Many retailers use the performance indicators of gross margin % (after markdown) and weeks cover to measure performance. These are very commonly available but used in isolation from each other, they are of limited value. Gross margin % gives us a measure of reactive profitability without taking into account the costs of stockholding investment. Weeks cover tells us how effectively we turned our stock without informing us about relative profitability.

There are three methods of analyzing merchandising performance:

1) ABC analysis
2) Sell through analysis
3) Multiple Attribute method.

ABC Analysis: Pareto (ABC) Analysis (a.k.a 80/20 Rule)

ABC analysis rank orders merchandise by some performance measure to determine which items should never be out of stock, which items should occasionally be allowed to be out of stock and which items should be deleted from the stock selection. An ABC analysis can be done at any level of merchandise classification form SKU to department.

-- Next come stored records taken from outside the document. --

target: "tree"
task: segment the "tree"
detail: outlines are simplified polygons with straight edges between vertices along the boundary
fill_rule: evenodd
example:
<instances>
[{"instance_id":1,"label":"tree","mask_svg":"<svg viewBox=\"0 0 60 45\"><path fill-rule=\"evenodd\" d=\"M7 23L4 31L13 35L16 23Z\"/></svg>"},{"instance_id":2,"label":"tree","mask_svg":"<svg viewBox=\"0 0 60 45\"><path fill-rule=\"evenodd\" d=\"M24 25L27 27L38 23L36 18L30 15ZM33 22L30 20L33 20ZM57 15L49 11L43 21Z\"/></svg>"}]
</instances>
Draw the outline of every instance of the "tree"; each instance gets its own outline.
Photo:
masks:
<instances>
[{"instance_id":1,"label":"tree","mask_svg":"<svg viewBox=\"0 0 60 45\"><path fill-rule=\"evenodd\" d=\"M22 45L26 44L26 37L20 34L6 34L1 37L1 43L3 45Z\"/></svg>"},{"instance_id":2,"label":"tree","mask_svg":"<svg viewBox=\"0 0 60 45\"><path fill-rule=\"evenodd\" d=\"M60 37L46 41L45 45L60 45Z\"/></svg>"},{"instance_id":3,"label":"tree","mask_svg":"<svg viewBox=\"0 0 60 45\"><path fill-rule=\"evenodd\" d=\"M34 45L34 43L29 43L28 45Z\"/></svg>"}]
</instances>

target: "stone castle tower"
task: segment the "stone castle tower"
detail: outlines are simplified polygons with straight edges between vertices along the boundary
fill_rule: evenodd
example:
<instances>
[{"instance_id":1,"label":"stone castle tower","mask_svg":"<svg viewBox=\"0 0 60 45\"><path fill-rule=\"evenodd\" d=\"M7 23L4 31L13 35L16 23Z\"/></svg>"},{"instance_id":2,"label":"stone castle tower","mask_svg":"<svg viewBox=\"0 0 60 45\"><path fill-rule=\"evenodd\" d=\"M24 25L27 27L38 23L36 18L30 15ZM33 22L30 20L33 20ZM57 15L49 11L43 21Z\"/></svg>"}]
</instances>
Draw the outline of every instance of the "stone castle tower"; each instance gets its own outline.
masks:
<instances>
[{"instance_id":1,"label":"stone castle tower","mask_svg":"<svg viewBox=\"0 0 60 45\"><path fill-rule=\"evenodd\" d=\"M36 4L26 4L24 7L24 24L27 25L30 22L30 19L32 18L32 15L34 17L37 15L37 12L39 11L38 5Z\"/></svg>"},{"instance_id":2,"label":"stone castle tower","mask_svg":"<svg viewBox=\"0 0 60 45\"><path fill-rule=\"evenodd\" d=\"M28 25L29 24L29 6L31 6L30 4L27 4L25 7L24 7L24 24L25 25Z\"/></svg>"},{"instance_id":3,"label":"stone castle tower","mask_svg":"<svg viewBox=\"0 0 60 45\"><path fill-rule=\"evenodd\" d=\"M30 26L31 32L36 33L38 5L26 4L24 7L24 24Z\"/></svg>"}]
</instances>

ABC analysis utilizes the 80:20 principles which imply that 80% of the sales come from 20% of the products. The first step in the ABC analysis is to rank order SKU’s using one or more criteria. The most important performance measure for this type of analysis is

Contribution margin:

Contribution margin: Net sales – Cost of goods sold – Other variable expenses

The next step is to determine how items with different levels of profit or volume should be treated differently. The buyer may define as A items those that account for 5% of items and represent 70% of sales. B items represent 10% and 20% of sales. C items account for 65% of the SKUs but contribute only 10% of sales and D as those items for which there were no sales in the past season.

Sell through Analysis:

A sell through analysis is a comparison between actual and planned sales to determine whether early markdowns are required or whether more merchandise is needed to satisfy demand. There is no rule which can determine when a mark down is necessary. It depends on experience with the merchandise in the past, whether the merchandise is schedule to be featured in advertising or whether the vendor can be reduce the buyers risk by providing markdown ,money etc.

If actual sales stay significantly ahead of planned sales, a reorder should be made.

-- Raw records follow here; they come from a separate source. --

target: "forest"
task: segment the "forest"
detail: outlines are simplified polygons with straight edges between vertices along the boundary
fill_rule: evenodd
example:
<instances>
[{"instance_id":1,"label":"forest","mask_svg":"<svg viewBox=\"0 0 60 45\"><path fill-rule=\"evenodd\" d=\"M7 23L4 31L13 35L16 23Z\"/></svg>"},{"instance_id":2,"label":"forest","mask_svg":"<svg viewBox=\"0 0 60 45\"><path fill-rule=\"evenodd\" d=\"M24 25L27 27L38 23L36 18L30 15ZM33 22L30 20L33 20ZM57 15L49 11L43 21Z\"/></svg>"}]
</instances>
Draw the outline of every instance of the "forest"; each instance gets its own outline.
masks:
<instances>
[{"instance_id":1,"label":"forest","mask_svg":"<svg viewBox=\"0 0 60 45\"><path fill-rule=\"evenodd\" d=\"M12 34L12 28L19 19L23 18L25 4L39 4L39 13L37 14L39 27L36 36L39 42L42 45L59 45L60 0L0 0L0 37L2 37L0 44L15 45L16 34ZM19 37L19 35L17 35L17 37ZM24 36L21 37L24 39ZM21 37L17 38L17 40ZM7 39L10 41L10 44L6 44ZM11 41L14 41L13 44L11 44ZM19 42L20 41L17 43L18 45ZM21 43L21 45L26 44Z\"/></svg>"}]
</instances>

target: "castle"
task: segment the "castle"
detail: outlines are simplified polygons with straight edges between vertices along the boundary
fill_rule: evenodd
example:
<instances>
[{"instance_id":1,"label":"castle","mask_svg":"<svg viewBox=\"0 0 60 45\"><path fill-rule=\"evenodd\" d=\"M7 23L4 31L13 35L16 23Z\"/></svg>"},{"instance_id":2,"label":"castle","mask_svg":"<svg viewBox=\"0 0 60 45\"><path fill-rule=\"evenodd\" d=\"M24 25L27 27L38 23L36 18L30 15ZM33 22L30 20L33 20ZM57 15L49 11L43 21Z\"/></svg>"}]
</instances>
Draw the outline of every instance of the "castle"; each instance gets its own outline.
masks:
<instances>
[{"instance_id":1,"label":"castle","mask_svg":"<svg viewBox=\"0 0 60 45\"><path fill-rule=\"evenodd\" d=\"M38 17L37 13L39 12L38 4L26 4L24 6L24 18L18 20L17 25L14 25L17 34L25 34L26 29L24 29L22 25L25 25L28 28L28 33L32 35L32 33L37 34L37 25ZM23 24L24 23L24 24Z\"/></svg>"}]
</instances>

Multiple attribute Method:

This method uses a weighted average score for each vendor. The following steps are followed:

1) Develop a list of issues to consider for decision making, like vendor reputation, service merchandise quality, selling history etc.
2) Give importance weights to each attribute
3) Make judgments about each individuals brand’s performance on each issue.
4) Combine the importance and performance scores
5) Add all to arrive at the brand scores.